Dix ans après la découverte du logiciel malveillant, le mystère règne encore sur les modalités précises de l’infection par Stuxnet des ordinateurs iraniens d'un site de recherche nucléaire ultra sécurisé. Mais on a quand même appris des choses intéressantes au fil des ans.
En septembre 2019, les journalistes Kim Zetter et Huib Modderkolk signent ainsi de nouvelles révélations. Après une longue enquête, les deux compères en arrivent à la conclusion suivante : une taupe a été recrutée en Iran par des espions néerlandais, à la demande de la CIA et du Mossad, l’un des services de renseignement israélien.
Vous le voyez, on est en plein roman d’espionnage. Mais ce n’est pas de la fiction, et tout cela n’a rien d’une blague. En 2010, le média israélien Debka faisait déjà état d’une rumeur, celle de l’exécution de plusieurs scientifiques et techniciens soupçonnés d’avoir aidé à propager Stuxnet. A l'époque, ce n'était qu'une rumeur, que Zetter et Modderkolk vont réussir à confirmer, du moins le scénario.

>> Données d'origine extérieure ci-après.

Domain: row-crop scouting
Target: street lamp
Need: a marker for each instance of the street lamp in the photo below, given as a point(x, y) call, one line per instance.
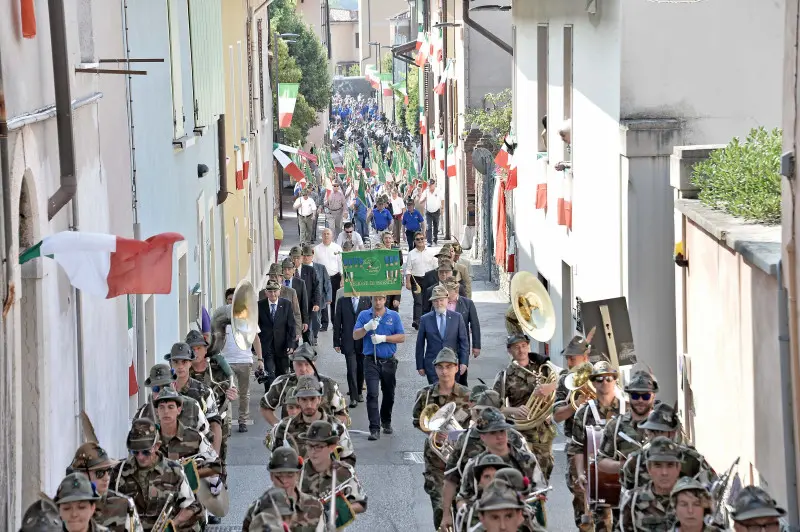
point(283, 36)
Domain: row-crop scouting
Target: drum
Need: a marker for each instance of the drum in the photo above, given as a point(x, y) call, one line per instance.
point(602, 489)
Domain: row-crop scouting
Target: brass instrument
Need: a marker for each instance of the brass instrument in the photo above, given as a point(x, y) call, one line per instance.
point(579, 383)
point(164, 523)
point(533, 307)
point(540, 407)
point(435, 420)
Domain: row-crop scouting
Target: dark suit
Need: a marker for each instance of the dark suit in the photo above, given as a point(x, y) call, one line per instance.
point(344, 322)
point(430, 342)
point(427, 305)
point(277, 335)
point(469, 313)
point(309, 278)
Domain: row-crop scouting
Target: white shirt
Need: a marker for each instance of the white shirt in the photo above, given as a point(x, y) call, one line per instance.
point(358, 242)
point(306, 206)
point(418, 263)
point(328, 257)
point(433, 202)
point(232, 352)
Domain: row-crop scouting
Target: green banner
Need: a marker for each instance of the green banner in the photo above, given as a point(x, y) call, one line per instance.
point(372, 273)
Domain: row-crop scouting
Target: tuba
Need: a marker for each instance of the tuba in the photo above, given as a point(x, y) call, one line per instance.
point(242, 316)
point(434, 420)
point(579, 383)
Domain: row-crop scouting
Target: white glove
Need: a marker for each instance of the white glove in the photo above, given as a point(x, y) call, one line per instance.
point(215, 485)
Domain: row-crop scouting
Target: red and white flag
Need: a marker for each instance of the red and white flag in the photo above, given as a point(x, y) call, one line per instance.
point(108, 265)
point(287, 97)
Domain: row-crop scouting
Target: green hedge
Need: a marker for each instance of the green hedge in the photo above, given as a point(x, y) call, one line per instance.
point(743, 179)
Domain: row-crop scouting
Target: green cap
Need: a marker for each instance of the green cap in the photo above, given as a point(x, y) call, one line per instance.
point(160, 375)
point(753, 502)
point(284, 460)
point(76, 487)
point(446, 355)
point(308, 386)
point(662, 449)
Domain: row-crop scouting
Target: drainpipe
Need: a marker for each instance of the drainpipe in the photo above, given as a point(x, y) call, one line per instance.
point(66, 140)
point(788, 403)
point(483, 31)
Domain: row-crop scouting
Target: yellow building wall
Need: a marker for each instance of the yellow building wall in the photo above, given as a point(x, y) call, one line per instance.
point(235, 208)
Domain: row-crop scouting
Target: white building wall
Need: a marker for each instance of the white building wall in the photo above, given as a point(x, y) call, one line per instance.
point(593, 248)
point(729, 57)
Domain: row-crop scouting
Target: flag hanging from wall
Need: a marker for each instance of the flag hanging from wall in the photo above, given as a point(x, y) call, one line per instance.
point(287, 97)
point(108, 265)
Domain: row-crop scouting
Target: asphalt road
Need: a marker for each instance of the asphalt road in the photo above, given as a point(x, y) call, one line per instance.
point(390, 469)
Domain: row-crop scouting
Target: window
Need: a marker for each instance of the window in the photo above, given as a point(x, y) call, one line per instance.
point(568, 77)
point(178, 116)
point(542, 83)
point(208, 80)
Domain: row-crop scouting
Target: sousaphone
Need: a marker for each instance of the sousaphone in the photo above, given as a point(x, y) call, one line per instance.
point(533, 307)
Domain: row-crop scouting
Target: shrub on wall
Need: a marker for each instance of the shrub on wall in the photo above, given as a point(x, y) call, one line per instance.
point(743, 179)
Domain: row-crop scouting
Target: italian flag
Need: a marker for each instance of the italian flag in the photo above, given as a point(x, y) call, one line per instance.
point(108, 265)
point(288, 165)
point(565, 201)
point(451, 161)
point(287, 97)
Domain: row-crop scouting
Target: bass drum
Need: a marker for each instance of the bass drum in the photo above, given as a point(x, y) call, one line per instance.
point(603, 489)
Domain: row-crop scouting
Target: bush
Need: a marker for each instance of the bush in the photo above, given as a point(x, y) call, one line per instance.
point(743, 179)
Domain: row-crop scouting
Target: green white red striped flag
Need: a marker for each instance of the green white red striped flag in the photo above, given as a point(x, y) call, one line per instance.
point(287, 97)
point(108, 265)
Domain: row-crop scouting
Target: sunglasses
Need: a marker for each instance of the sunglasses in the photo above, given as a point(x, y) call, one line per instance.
point(100, 473)
point(146, 453)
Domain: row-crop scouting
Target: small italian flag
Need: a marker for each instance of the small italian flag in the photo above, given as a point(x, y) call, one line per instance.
point(287, 97)
point(288, 165)
point(108, 265)
point(451, 161)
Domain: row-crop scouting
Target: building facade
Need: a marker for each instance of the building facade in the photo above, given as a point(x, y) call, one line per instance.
point(603, 69)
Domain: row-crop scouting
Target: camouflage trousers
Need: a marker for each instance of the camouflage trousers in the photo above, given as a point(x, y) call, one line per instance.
point(434, 484)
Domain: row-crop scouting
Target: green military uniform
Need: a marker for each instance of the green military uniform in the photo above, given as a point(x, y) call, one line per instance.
point(113, 510)
point(516, 385)
point(306, 512)
point(434, 465)
point(150, 488)
point(290, 428)
point(590, 414)
point(192, 414)
point(644, 509)
point(76, 487)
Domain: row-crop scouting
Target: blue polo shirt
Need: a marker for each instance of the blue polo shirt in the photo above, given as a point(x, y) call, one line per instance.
point(390, 324)
point(382, 218)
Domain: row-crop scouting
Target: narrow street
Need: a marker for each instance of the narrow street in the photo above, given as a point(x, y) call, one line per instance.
point(390, 469)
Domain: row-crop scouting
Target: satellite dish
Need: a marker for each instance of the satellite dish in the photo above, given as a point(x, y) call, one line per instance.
point(482, 160)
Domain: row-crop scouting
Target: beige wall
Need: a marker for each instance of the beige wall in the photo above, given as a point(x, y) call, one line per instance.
point(731, 400)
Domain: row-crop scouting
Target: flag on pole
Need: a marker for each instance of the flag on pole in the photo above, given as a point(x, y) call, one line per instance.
point(108, 265)
point(288, 165)
point(287, 97)
point(451, 161)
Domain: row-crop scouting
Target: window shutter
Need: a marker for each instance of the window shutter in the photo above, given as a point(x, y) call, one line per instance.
point(178, 116)
point(205, 29)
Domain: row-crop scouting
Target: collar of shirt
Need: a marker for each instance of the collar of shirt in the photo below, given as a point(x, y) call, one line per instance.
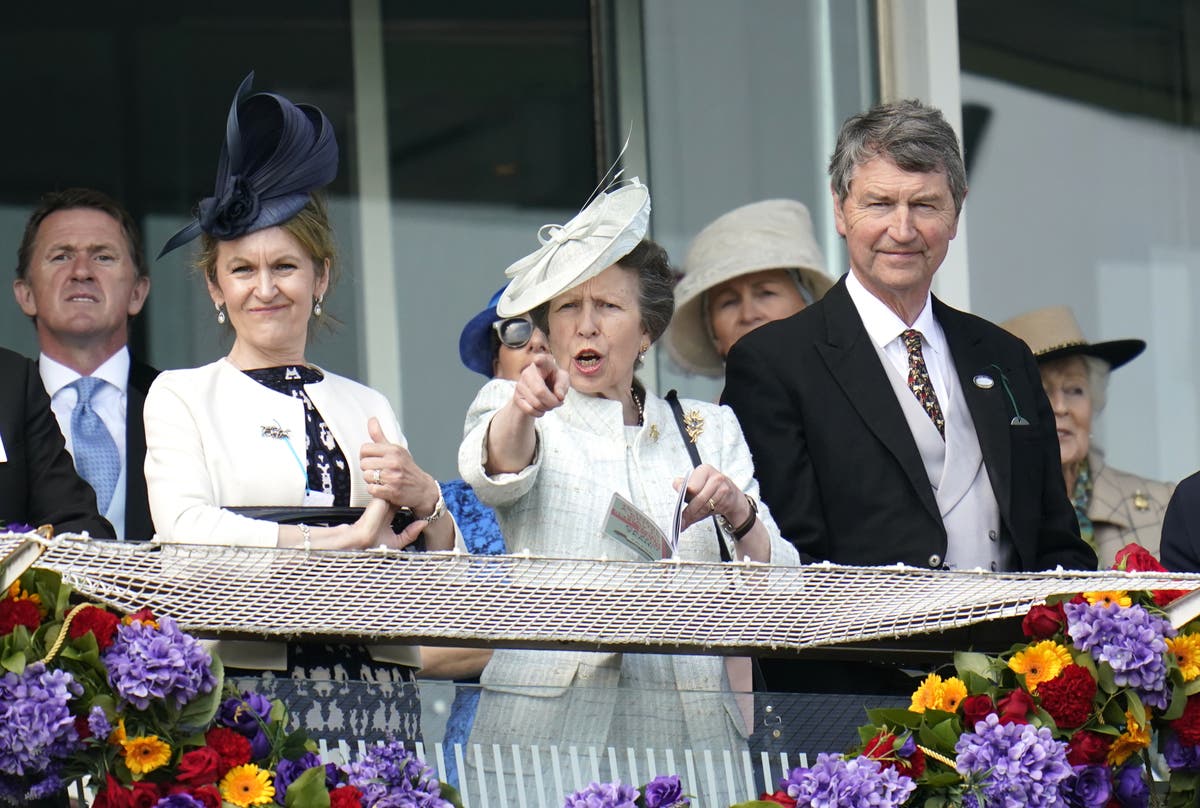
point(885, 327)
point(55, 376)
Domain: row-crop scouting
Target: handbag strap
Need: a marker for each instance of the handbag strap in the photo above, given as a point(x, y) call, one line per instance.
point(672, 399)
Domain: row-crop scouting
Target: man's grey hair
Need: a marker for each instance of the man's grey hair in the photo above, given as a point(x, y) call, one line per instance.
point(911, 135)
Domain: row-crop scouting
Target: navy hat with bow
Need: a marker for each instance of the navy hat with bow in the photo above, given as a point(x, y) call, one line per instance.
point(275, 153)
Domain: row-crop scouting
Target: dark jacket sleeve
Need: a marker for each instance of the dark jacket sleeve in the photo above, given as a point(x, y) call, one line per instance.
point(1181, 528)
point(57, 495)
point(1059, 542)
point(774, 429)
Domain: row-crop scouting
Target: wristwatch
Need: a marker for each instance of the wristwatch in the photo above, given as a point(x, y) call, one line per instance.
point(738, 532)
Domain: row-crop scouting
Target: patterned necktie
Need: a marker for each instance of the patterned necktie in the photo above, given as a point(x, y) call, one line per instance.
point(95, 452)
point(919, 383)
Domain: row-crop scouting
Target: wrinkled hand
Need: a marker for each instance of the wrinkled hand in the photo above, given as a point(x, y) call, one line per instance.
point(712, 492)
point(541, 387)
point(399, 480)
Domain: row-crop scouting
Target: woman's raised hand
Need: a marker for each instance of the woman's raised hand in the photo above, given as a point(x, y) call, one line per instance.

La taupe était en réalité un ingénieur néérlandais, basé en Iran, qui avait réussi à travailler sur le site de recherche iranien de Natanz. C’est lui qui a donné des informations clés pour aider les auteurs du malware à cibler précisément les centrifugeuses. C’est également cette taupe qui a permis la première dissémination de Stuxnet via une clé USB. Son nom? Erik van Sabben, a raconté finalement il y a quelques mois Huib Modderkolk, dans un long article dévoilant les derniers secrets de l'affaire.
Pour cet ingénieur, tout avait commencé en 2005. Celui à qui on prête un profil d’aventurier travaille dans la logistique d'un groupe de transport basé à Dubaï, une plateforme idéale pour des services de renseignement pour se projeter dans la région. Et ça ne manque pas : il est recruté par les services néerlandais, l’AIVD.
Dans l’affaire Stuxnet, Van Sabben a été chargé d’installer dans le complexe nucléaire iranien des pompes à eau. Sans trop de peine, il s'exécute et met en place ces fameuses pompes sur le site de Natanz dans le courant de l'année 2007. Puis, peu de temps après, l’ingénieur quitte précipitamment l’Iran. Quelques mois plus tard, le 16 janvier 2009, il meurt dans un accident de moto près de Dubaï, a priori un accident.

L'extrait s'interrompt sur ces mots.